Louant le caractère européen de l'école, ces futurs spécialistes du commerce et du management international mettent encore beaucoup d'espoir, à l'heure de la montée de l'euroscepticisme, dans les institutions européennes et l'unification des marchés nationaux grâce à l'euro. "Sans cela, les constructeurs automobiles allemands seraient concurrents des Français, tandis que l'euro permet de créer un marché européen plus fort face aux autres puissances mondiales", explique Margaret Tyson (étudiante en MEB) dans un allemand coloré d'un léger accent américain.


Si tous n'iront pas voter - parfois pour des raisons administratives - le nouveau visage de l'Europe se dessine petit à petit dans leur esprit. Pour Dominique Kathe, une "politique commune d'immigration" serait prioritaire "afin de mettre en place un soutien aux pays du Sud, comme l'Espagne ou l'Italie, plus touchés par les vagues d'immigration que l'Allemagne". John Smyth, lui, développerait plutôt l'intégration par "l'extension de la monnaie unique aux autres pays de l'UE, ce qui faciliterait les transactions commerciales de la vie quotidienne tout en abolissant cette compétition interne à l'UE à travers les devises".

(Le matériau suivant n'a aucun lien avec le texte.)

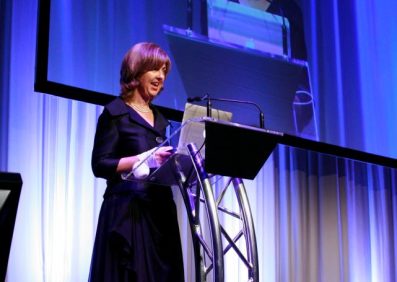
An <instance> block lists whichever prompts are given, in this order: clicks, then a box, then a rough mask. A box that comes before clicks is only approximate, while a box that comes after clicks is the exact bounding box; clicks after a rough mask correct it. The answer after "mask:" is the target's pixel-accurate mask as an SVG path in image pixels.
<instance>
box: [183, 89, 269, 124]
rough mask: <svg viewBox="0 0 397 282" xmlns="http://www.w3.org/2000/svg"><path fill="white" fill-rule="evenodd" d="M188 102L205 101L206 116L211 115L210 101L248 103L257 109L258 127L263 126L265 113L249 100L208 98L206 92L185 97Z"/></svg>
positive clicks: (264, 120) (197, 101)
mask: <svg viewBox="0 0 397 282" xmlns="http://www.w3.org/2000/svg"><path fill="white" fill-rule="evenodd" d="M187 101H188V102H201V101H207V116H208V117H211V107H212V103H211V101H221V102H230V103H239V104H248V105H253V106H255V107H256V108H257V109H258V111H259V126H260V128H265V115H264V113H263V111H262V109H261V108H260V107H259V105H258V104H257V103H254V102H251V101H244V100H236V99H226V98H212V97H211V98H210V96H209V95H208V94H205V95H204V96H201V97H199V96H196V97H189V98H187Z"/></svg>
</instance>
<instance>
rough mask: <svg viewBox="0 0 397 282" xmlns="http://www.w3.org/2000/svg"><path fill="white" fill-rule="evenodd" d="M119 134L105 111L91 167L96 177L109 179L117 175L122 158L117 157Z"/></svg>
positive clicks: (118, 132)
mask: <svg viewBox="0 0 397 282" xmlns="http://www.w3.org/2000/svg"><path fill="white" fill-rule="evenodd" d="M118 140H119V132H118V130H117V127H116V125H115V121H114V120H113V119H111V116H110V115H109V113H108V112H107V111H104V112H103V113H102V114H101V115H100V117H99V119H98V124H97V130H96V133H95V140H94V148H93V150H92V159H91V166H92V171H93V172H94V175H95V176H96V177H102V178H106V179H109V178H111V177H112V176H114V174H116V170H117V165H118V163H119V161H120V156H117V155H116V152H117V150H116V148H117V144H118Z"/></svg>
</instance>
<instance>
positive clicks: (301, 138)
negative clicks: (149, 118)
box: [125, 117, 397, 282]
mask: <svg viewBox="0 0 397 282" xmlns="http://www.w3.org/2000/svg"><path fill="white" fill-rule="evenodd" d="M191 123H197V124H200V125H201V126H202V130H203V131H204V132H205V142H204V144H205V153H204V157H203V156H202V153H201V152H204V150H203V148H202V147H199V149H198V147H197V145H198V144H196V143H197V142H196V143H195V142H190V143H188V144H187V146H186V148H184V151H182V152H177V153H175V154H174V155H172V156H171V157H170V158H169V159H168V160H167V162H166V163H165V164H163V165H162V166H161V167H159V168H158V169H156V170H155V171H153V172H152V173H151V174H150V175H149V176H148V177H147V178H145V179H143V180H140V181H149V182H155V183H161V184H164V185H178V186H179V189H180V191H181V194H182V197H183V200H184V203H185V206H186V210H187V213H188V218H189V223H190V228H191V233H192V241H193V249H194V256H195V268H196V281H214V282H218V281H219V282H223V281H224V257H225V255H226V254H227V253H228V252H229V251H231V250H233V251H234V252H235V254H236V255H237V256H238V258H239V260H240V261H241V262H242V263H243V264H244V265H245V266H246V268H247V281H259V271H258V253H257V247H256V238H255V230H254V224H253V220H252V214H251V210H250V205H249V201H248V197H247V194H246V191H245V187H244V183H243V181H242V179H254V178H255V177H256V175H257V173H258V172H259V170H260V169H261V168H262V166H263V164H264V163H265V161H266V160H267V158H268V157H269V155H270V154H271V153H272V152H273V150H274V148H275V147H276V146H277V145H278V144H283V145H287V146H292V147H297V148H301V149H306V150H310V151H315V152H318V153H322V154H329V155H333V156H335V157H342V158H349V159H354V160H357V161H363V162H369V163H373V164H379V165H382V166H388V167H392V168H397V160H396V159H393V158H388V157H384V156H378V155H374V154H370V153H365V152H361V151H357V150H353V149H349V148H344V147H340V146H336V145H331V144H327V143H322V142H317V141H313V140H308V139H303V138H300V137H296V136H292V135H288V134H284V133H281V132H276V131H271V130H265V129H260V128H256V127H250V126H245V125H241V124H237V123H231V122H225V121H219V120H215V119H213V118H208V117H203V118H200V119H193V120H188V121H187V122H185V123H183V124H182V126H181V127H180V128H179V129H178V130H177V131H175V133H174V134H173V135H172V136H170V138H168V140H167V141H165V143H163V144H162V145H166V143H168V142H169V140H170V139H171V138H175V135H176V134H178V133H179V131H181V130H183V129H184V128H185V129H186V128H187V126H188V125H189V124H191ZM125 179H131V180H134V179H133V178H131V175H126V176H125ZM219 179H222V180H224V185H223V186H221V188H219V187H218V186H219V185H217V186H215V185H214V184H215V183H219V182H220V181H219ZM230 187H233V195H234V197H235V198H236V199H237V203H238V211H237V212H236V211H233V209H230V208H229V207H226V206H224V205H223V204H222V203H223V202H222V200H223V198H224V196H225V194H226V193H227V191H228V190H231V188H230ZM214 188H216V189H214ZM225 217H231V218H235V219H237V220H239V221H240V222H241V229H240V230H239V231H238V232H237V233H236V234H233V235H231V234H230V232H228V231H227V230H226V228H225V226H224V225H222V220H221V219H225ZM241 241H244V242H243V243H242V242H241Z"/></svg>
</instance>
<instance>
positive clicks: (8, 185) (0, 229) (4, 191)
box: [0, 172, 22, 281]
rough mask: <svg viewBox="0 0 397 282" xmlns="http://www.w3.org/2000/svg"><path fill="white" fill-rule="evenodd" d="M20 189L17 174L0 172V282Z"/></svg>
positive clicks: (5, 270) (12, 231)
mask: <svg viewBox="0 0 397 282" xmlns="http://www.w3.org/2000/svg"><path fill="white" fill-rule="evenodd" d="M21 189H22V178H21V175H20V174H19V173H6V172H0V281H4V280H5V276H6V272H7V265H8V258H9V255H10V248H11V241H12V236H13V233H14V225H15V218H16V215H17V210H18V202H19V197H20V195H21Z"/></svg>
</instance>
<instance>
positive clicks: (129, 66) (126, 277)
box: [89, 42, 184, 282]
mask: <svg viewBox="0 0 397 282" xmlns="http://www.w3.org/2000/svg"><path fill="white" fill-rule="evenodd" d="M170 66H171V62H170V59H169V57H168V55H167V54H166V53H165V52H164V51H163V50H162V49H161V48H160V47H159V46H157V45H156V44H153V43H146V42H145V43H138V44H136V45H134V46H133V47H132V48H131V49H130V50H129V51H128V52H127V54H126V55H125V57H124V59H123V62H122V65H121V71H120V85H121V94H120V97H118V98H116V99H115V100H114V101H112V102H111V103H110V104H108V105H106V106H105V108H104V110H103V112H102V114H101V116H100V117H99V119H98V125H97V130H96V134H95V141H94V148H93V152H92V169H93V172H94V174H95V176H96V177H102V178H105V179H106V180H107V188H106V191H105V194H104V201H103V203H102V207H101V211H100V215H99V220H98V227H97V234H96V238H95V244H94V250H93V256H92V261H91V271H90V278H89V279H90V281H93V282H96V281H112V282H114V281H137V282H150V281H153V282H161V281H164V282H165V281H170V282H171V281H172V282H177V281H183V280H184V278H183V277H184V274H183V261H182V251H181V244H180V237H179V229H178V223H177V214H176V207H175V203H174V201H173V198H172V191H171V188H170V187H166V186H161V185H154V184H147V183H143V182H142V181H141V182H139V181H125V180H122V178H121V174H123V173H128V172H131V171H132V172H133V173H134V175H135V176H136V177H137V178H140V176H142V175H141V174H140V173H139V169H138V168H142V166H141V165H139V166H138V164H140V163H141V162H143V161H144V163H143V164H142V165H143V166H148V167H154V166H159V165H161V164H162V163H163V162H164V161H165V160H166V159H167V158H168V157H169V156H170V154H171V153H170V152H169V151H168V150H169V149H172V147H168V146H166V147H161V148H159V149H158V150H156V151H155V153H154V156H153V157H151V158H149V160H147V159H146V157H147V156H148V155H149V153H151V152H152V151H153V150H152V149H153V148H154V147H156V146H158V145H159V144H160V143H162V142H163V140H164V139H165V130H166V127H167V126H168V124H169V123H168V121H167V120H166V119H165V118H164V117H163V116H162V115H161V113H160V112H159V111H158V110H157V109H156V108H155V107H154V106H153V105H152V104H151V102H152V100H153V99H154V98H155V97H156V96H157V95H158V94H159V92H160V91H161V90H162V89H163V85H164V80H165V78H166V76H167V74H168V72H169V70H170Z"/></svg>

Quant à la question du fédéralisme, elle divise. Margaret Tyson est convaincue que l'Europe serait ainsi plus efficace face aux crises. "Aux États-Unis, c'est après une guerre civile que l'indépendance et le système actuel se sont établis", dit-elle en souriant. "Je ne pense pas que cela sera le cas en Europe, mais le fédéralisme lui permettrait de s'élever au rang de puissance politique mondiale. De plus, les petits États membres seraient mieux considérés au sein de l'UE." John Smyth plaide, lui, pour la mise en place de lois communes progressistes : "dans l'Irlande conservatrice, l'avortement n'est pas autorisé, mais ses habitantes le pratiquent tout de même dans d'autres pays membres, ce qui est absurde."


En revanche, Dominique Kathe souligne que "ce qui fait la richesse de l'Europe, c'est justement la diversité des langues et des cultures. Sans cela, l'identité de chacun se perdrait petit à petit". Ce à quoi Margaret rétorque : "Les marques internationales, présentes dans toutes les métropoles européennes du fait de la mondialisation, ont déjà en partie uniformisé l'UE." Ce qui aura au moins contribué à développer, chez ces étudiants, un fort sentiment européen.